Dari beberapa pengamatan, tidak banyak dan hanya sedikit pimpinan daerah yang mengerti dan memahami informasi dari LKPD untuk digunakan sebagai bahan kebijakan penyusunan strategi pembangunan daerah yang berfokus pada peningkatan kualitas kesejahteraan masyarakat. Banyak pimpinan daerah yang menganggap urusan kesejahteraan masyarakat berkaitan dengan anggaran daerah. Semakin banyak anggaran daerah maka urusan peningkatan kesejahteraan masyarakat semakin tinggi begitupun sebaliknya, hal ini merujuk kondisi ruang fiskal daerah. Anggapan tersebut tidak seluruhnya salah namun juga tidak bisa dibenarkan seratus persen.
Mengapa demikian, kalau berpedoman pada tujuan pemerintah dan tujuan bernegara orientasi peningkatan kesejahteraan masyarakat adalah prioritas utama pembangunan. Ini menandakan bahwa urusan peningkatan kesejahteraan masyarakat tidak bisa ditawar lagi. Cukup atau tidak cukupnya anggaran daerah untuk kesejahteraan masyarakat bukan suatu alasan urusan kesejahteraan diabaikan.
Kondisi anak putus sekolah, tingkat kesehatan bayi, angka harapan hidup, tingkat pendapatan per kapita regional serta ukuran-ukuran kesejahteraan lainnya dalam statistik makroekonomi menjadi problem aktual penyelenggaraan kepemerintahan di daerah. Akumulasi tidak tertanganinya permasalahan kesejahteraan tersebut akan menjadi beban pemerintah pusat di sepanjang waktu dan ini menjadi permasalahan klasik di setiap pemerintah berbagai negara berkembang di dunia.
Apabila pertanyaan dikembalikan lagi kepada peran pemerintah daerah, hubungan pemerintah pusat dan daerah serta pilihan kebijakan apa yang terbaik agar kualitas kesejahteraan masyarakat selalu meningkat maka yang akan muncul adalah berbagai argumen dan narasi yang justru semakin melebar ke sana kemari dengan dibumbui sentimen politik yang melatarbelakanginya.
Untuk dapat memilah bagaimana kualitas kesejahteraan masyarakat di suatu daerah diukur selain dengan data makroekonomi yang dipublikasikan Badan Pusat Statistik (BPS), pimpinan daerah dapat memanfaatkan informasi dari LKPD yang dihasilkan sebagai alat analisis dasar bagaimana kinerja keuangan daerah berdampak kepada program pembangunan yang bertujuan menciptakan peningkatan kualitas kesejahteraan masyarakat.
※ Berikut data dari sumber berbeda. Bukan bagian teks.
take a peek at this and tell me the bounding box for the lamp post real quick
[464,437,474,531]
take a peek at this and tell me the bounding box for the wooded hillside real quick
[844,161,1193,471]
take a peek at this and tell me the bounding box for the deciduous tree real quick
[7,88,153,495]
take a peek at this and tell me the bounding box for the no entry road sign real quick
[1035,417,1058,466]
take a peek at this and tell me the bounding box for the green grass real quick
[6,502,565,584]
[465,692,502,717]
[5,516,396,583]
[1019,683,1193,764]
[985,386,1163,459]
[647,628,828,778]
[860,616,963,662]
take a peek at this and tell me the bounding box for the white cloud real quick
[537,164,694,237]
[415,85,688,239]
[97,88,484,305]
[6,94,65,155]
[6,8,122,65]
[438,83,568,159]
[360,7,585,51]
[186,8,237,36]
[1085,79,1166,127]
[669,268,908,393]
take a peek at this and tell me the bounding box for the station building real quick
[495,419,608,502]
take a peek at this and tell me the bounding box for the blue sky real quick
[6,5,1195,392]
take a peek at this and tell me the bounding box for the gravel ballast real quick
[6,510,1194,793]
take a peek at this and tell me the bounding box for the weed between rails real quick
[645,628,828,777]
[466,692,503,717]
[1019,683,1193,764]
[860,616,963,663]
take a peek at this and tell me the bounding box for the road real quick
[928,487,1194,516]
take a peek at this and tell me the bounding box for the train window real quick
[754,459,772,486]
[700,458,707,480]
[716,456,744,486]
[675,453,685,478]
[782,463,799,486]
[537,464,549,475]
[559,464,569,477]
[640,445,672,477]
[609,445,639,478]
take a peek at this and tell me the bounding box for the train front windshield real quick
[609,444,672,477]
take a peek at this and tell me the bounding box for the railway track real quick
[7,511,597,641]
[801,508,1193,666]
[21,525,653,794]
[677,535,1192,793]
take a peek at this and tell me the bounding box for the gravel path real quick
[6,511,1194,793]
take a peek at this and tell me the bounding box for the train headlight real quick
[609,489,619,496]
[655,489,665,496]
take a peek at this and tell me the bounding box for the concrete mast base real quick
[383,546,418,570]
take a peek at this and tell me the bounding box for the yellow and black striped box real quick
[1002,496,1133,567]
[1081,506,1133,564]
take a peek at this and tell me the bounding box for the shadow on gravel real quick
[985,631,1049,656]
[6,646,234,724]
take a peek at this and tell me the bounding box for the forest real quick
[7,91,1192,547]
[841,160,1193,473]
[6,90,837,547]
Ukuran umum tingkat kesejahteraan masyarakat yang sering digunakan adalah indeks pembangunan manusia (IPM). Berdasarkan data yang diolah di Provinsi Kaltim, kurun waktu 2016 – 2020 tren rata-rata IPM di tingkat pemerintah kabupaten/kota 73,82 dengan nilai IPM tertinggi di Kota Samarinda 79,92 dan terendah di Kabupaten Mahakam Ulu 66,59 sementara trend kenaikan IPM di Kota Samarinda 1,5 persen dan Kabupaten Mahakam Ulu 2,3 persen. Apabila dibandingkan dengan realisasi belanja di LKPD dalam kurun waktu yang sama terjadi perbedaan yang signifikan dimana tren kenaikan anggaran belanja di Kota Samarinda mencapai 24,52 persen dan di Kabupaten Mahakam Ulu mencapai 31,83 persen.
Kondisi ini menunjukkan kenaikan realisasi belanja sebanding dengan kenaikan IPM namun derajat kenaikannya tidak signifikan. Hal ini secara tidak langsung menunjukkan belanja pemerintah daerah belum sepenuhnya memacu kenaikan derajat kesejahteraan secara tinggi.
Terdapat contoh aktual dalam strategi kebijakan publik yang diawali dari analisis laporan keuangan pemerintah. Strategi kebijakan publik yang kemudian populer tersebut yakni saat Presiden Amerika Serikat, Barack Obama meluncurkan Undang Undang Perlindungan Kesehatan yang dikenal dengan Obama Care pada tahun 2010. Banyak pihak yang menyinggung program Obama Care sebagai program mercusuar Presiden Obama agar citra dirinya meningkat di mata masyarakat AS saat itu.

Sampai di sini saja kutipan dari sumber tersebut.